Lois Tripp Slocum was born in New Bedford, Massachusetts, the daughter of Edward Manchester Slocum and Eleanor Victoria Tripp Slocum.[1] She graduated from Smith College in 1921, adding a master's degree in 1924. She held a Lick Observatory fellowship,[2][3] and earned a Ph.D. at the University of California in 1930, completing a dissertation titled "A study of color indices of faint stars in five selected areas in the Milky Way" under advisor Robert J. Trumpler.[4][5]Fred Whipple was in the same astronomy cohort at California, finishing in the same year as Slocum.[6]

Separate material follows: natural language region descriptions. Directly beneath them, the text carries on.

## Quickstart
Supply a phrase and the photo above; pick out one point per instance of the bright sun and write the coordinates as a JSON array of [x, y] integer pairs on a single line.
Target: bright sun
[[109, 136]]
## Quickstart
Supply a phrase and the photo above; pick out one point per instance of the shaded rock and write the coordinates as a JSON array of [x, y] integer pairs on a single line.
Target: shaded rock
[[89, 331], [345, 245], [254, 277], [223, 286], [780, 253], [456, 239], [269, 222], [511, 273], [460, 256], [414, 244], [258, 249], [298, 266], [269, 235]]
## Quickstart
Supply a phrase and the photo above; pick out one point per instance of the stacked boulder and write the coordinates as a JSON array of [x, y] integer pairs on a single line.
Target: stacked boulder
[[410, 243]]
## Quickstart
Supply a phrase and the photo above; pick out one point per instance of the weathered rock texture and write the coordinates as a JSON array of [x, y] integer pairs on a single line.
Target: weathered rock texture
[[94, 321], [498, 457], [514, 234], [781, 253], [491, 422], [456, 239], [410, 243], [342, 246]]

Her uncle was astronomer Frederick Slocum, who was a professor at Brown University in Rhode Island, and at Wesleyan University in Connecticut.[7][1]
Career
Lois Slocum taught at Wellesley College with Leah Allen early in her career.[8] She was a member of the astronomy department at Smith College from 1932 to 1943, and in 1944 joined the faculty at Wilson College.[9]
Publications by Slocum included "Occultations of the Pleiades by the moon on February 14, 1932" (Astronomical Journal 1932),[14] and "The eclipsing binary WW Aurigae" (Lick Observatory Bulletin 1942).[15]
Personal life
Lois Tripp Slocum died in 1951, aged 52 years, in Chambersburg, Pennsylvania.[9] In 1967, an endowment from her mother's estate established the annual Lois T. Slocum Lecture at Wilson College, named in her memory.[16]